Amazon Web Services (AWS) Identity and Access Management (IAM) integration provides comprehensive visibility into your AWS account’s identity infrastructure, bringing critical cloud identity and permission data into SGNL for sophisticated access control decisions. This integration focuses specifically on IAM entities including users, roles, groups, policies, and their complex relationships within your AWS environment.
The AWS integration is particularly valuable for organizations implementing Zero Trust architectures where cloud identity context must inform access decisions across hybrid environments. By understanding who has what permissions in AWS, SGNL can make more informed decisions about access to related systems and resources throughout your infrastructure.

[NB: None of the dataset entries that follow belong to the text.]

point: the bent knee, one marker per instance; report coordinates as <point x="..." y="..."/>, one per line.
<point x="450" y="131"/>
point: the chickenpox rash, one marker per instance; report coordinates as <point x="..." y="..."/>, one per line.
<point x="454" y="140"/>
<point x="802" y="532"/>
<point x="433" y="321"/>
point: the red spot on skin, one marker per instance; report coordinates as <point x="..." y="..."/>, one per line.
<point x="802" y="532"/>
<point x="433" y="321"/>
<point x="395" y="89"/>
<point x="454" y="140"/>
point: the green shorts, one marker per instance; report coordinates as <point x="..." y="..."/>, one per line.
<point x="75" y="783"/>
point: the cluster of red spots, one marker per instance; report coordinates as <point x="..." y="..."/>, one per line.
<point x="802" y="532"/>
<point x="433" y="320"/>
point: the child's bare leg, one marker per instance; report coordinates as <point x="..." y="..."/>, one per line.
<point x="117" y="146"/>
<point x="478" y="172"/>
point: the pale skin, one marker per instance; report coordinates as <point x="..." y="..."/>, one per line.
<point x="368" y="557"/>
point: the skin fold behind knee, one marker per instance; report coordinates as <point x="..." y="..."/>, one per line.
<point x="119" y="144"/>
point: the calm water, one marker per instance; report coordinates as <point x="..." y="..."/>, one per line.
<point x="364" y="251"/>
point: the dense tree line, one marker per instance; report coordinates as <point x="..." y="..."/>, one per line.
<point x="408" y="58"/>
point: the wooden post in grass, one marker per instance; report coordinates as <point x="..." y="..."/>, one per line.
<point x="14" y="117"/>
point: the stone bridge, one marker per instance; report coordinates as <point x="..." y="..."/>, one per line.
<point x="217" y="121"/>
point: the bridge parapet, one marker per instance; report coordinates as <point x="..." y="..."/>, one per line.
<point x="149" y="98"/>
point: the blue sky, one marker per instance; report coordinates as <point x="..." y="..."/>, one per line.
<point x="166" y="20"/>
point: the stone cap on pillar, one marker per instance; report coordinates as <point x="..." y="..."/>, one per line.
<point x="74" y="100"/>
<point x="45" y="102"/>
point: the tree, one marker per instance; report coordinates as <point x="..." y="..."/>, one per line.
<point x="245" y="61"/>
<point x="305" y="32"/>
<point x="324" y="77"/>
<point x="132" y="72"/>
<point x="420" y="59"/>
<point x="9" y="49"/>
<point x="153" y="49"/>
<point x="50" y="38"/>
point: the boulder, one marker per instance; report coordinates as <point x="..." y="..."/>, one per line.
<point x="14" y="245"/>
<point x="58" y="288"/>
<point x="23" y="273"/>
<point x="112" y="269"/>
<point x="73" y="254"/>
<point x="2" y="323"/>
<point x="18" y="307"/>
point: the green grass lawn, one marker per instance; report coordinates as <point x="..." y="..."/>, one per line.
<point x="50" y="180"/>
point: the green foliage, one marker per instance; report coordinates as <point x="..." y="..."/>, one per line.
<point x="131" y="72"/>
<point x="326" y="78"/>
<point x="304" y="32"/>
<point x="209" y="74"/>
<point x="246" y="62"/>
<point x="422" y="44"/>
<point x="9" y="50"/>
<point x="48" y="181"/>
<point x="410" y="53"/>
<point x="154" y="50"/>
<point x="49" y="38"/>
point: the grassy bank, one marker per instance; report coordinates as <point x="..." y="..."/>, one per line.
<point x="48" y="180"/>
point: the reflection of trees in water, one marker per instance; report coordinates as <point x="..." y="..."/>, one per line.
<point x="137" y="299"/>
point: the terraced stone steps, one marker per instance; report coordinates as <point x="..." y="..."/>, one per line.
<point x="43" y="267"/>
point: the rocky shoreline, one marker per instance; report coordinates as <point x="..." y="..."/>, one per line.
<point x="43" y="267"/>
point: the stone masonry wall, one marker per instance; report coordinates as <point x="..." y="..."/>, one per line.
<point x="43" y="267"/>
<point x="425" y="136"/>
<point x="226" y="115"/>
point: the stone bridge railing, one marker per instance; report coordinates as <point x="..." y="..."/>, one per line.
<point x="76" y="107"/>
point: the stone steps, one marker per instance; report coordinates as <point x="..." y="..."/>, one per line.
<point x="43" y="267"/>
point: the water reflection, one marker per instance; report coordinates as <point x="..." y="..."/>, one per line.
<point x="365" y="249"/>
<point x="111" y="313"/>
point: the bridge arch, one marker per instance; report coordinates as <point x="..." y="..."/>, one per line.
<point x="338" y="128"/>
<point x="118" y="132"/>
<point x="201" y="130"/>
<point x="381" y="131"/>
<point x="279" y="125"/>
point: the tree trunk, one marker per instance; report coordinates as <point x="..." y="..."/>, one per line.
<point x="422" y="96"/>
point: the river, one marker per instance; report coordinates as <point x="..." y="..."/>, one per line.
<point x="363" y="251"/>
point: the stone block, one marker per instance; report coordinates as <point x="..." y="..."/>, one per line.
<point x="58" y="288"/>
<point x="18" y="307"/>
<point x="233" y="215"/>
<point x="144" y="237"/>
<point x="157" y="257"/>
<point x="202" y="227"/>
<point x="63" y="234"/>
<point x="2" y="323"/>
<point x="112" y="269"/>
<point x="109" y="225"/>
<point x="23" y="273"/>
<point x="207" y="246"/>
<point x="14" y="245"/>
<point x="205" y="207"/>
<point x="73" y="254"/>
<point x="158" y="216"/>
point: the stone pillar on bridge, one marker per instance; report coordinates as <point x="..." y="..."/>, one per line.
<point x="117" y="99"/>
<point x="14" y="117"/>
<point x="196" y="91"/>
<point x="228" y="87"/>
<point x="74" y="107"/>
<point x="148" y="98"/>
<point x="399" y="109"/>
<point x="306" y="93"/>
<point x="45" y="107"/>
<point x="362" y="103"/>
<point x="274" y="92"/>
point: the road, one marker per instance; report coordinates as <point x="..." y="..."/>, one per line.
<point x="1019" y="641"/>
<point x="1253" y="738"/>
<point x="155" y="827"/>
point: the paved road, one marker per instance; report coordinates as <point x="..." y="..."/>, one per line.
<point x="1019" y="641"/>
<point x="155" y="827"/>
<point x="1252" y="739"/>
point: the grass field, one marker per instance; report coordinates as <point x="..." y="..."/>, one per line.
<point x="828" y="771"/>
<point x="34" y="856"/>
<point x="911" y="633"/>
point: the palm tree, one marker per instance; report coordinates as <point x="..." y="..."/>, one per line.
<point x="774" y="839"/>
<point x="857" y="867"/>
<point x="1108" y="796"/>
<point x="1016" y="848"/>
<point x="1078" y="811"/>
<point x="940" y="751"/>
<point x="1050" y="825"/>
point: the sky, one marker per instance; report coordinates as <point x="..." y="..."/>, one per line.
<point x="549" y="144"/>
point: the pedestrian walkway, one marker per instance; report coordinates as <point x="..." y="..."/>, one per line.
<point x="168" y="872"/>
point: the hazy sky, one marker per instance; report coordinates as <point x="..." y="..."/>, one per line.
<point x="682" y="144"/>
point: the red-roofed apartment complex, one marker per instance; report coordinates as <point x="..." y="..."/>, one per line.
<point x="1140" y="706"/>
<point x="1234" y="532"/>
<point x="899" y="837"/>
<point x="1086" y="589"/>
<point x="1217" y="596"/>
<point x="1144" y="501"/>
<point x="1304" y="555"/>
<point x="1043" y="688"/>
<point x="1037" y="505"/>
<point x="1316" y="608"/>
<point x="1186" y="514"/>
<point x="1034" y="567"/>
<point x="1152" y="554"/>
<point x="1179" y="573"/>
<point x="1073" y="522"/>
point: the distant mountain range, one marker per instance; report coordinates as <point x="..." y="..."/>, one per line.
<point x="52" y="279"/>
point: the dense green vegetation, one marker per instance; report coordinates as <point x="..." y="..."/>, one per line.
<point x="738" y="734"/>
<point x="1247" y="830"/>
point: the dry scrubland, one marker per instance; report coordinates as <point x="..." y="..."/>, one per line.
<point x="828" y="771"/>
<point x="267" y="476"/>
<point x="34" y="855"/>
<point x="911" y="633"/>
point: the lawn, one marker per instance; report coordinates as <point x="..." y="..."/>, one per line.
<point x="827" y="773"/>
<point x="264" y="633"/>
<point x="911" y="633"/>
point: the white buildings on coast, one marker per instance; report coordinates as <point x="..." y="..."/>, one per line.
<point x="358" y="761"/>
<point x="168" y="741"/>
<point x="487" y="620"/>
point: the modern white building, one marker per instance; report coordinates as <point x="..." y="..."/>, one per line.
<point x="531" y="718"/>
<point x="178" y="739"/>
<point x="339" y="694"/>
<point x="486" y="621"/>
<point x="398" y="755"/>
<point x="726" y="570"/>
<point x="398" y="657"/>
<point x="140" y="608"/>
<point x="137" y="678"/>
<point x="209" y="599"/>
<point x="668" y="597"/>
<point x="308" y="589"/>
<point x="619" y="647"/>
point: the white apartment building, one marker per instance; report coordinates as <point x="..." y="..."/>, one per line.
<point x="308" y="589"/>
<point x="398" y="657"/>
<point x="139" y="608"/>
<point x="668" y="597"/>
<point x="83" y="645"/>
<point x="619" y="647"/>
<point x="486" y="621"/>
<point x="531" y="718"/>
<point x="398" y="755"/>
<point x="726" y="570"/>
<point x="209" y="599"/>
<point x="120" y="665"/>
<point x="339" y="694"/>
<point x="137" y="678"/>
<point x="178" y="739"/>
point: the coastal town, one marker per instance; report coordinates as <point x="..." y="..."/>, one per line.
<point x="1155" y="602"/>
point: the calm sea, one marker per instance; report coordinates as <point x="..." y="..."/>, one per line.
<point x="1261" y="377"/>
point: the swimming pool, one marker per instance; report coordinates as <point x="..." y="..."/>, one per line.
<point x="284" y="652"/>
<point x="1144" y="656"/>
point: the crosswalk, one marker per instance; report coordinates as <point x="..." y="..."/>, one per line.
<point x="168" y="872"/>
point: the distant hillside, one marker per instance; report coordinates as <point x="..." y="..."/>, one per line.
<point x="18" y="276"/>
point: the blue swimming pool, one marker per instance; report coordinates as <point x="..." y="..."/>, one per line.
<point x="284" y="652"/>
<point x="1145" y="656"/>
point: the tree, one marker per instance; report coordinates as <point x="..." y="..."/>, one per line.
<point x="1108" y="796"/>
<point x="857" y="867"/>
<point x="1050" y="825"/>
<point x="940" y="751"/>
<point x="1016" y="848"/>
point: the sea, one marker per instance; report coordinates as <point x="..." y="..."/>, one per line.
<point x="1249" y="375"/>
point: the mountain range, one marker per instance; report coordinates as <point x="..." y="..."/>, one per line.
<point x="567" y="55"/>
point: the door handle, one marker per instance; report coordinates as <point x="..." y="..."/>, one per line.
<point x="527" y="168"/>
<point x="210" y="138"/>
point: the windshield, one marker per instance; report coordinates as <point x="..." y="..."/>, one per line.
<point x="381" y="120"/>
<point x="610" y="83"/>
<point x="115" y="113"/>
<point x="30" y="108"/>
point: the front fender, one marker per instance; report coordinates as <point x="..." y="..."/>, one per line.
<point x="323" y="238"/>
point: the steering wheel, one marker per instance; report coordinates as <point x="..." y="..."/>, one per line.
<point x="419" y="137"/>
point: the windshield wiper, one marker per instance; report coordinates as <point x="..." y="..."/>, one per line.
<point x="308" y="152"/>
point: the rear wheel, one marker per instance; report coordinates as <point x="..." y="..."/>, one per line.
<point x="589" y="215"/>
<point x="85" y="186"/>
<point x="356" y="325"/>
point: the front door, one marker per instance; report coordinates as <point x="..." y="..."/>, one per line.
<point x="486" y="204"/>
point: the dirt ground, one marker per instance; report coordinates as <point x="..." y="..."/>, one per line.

To successfully configure the AWS integration, you need AWS credentials with the following IAM permissions. These permissions allow SGNL to read identity and access management information without the ability to modify your AWS configuration:
Core IAM Read Permissions: The integration requires read access to users, roles, groups, policies, and identity providers. Specifically, you need permissions for iam:ListUsers
, iam:ListRoles
, iam:ListGroups
, iam:ListPolicies
, and iam:ListSAMLProviders
.
Policy and Attachment Information: To understand the relationships between identities and their permissions, the integration needs access to policy attachments through permissions like iam:ListAttachedUserPolicies
, iam:ListAttachedRolePolicies
, and iam:ListAttachedGroupPolicies
.
Group Membership Details: Understanding organizational structure requires permissions to read group memberships through iam:GetGroupsForUser
and iam:GetGroup
.
Detailed Entity Information: For comprehensive identity context, the integration needs permissions to get detailed information about each entity type through iam:GetUser
, iam:GetRole
, iam:GetPolicy
, and related detail operations.
We recommend creating a dedicated IAM user or role specifically for SGNL integration with a custom policy that includes only the necessary read permissions. This follows the principle of least privilege while ensuring the integration has access to all required identity data.
The AWS integration uses Access Key ID and Secret Access Key authentication. You can create these credentials through a dedicated IAM user.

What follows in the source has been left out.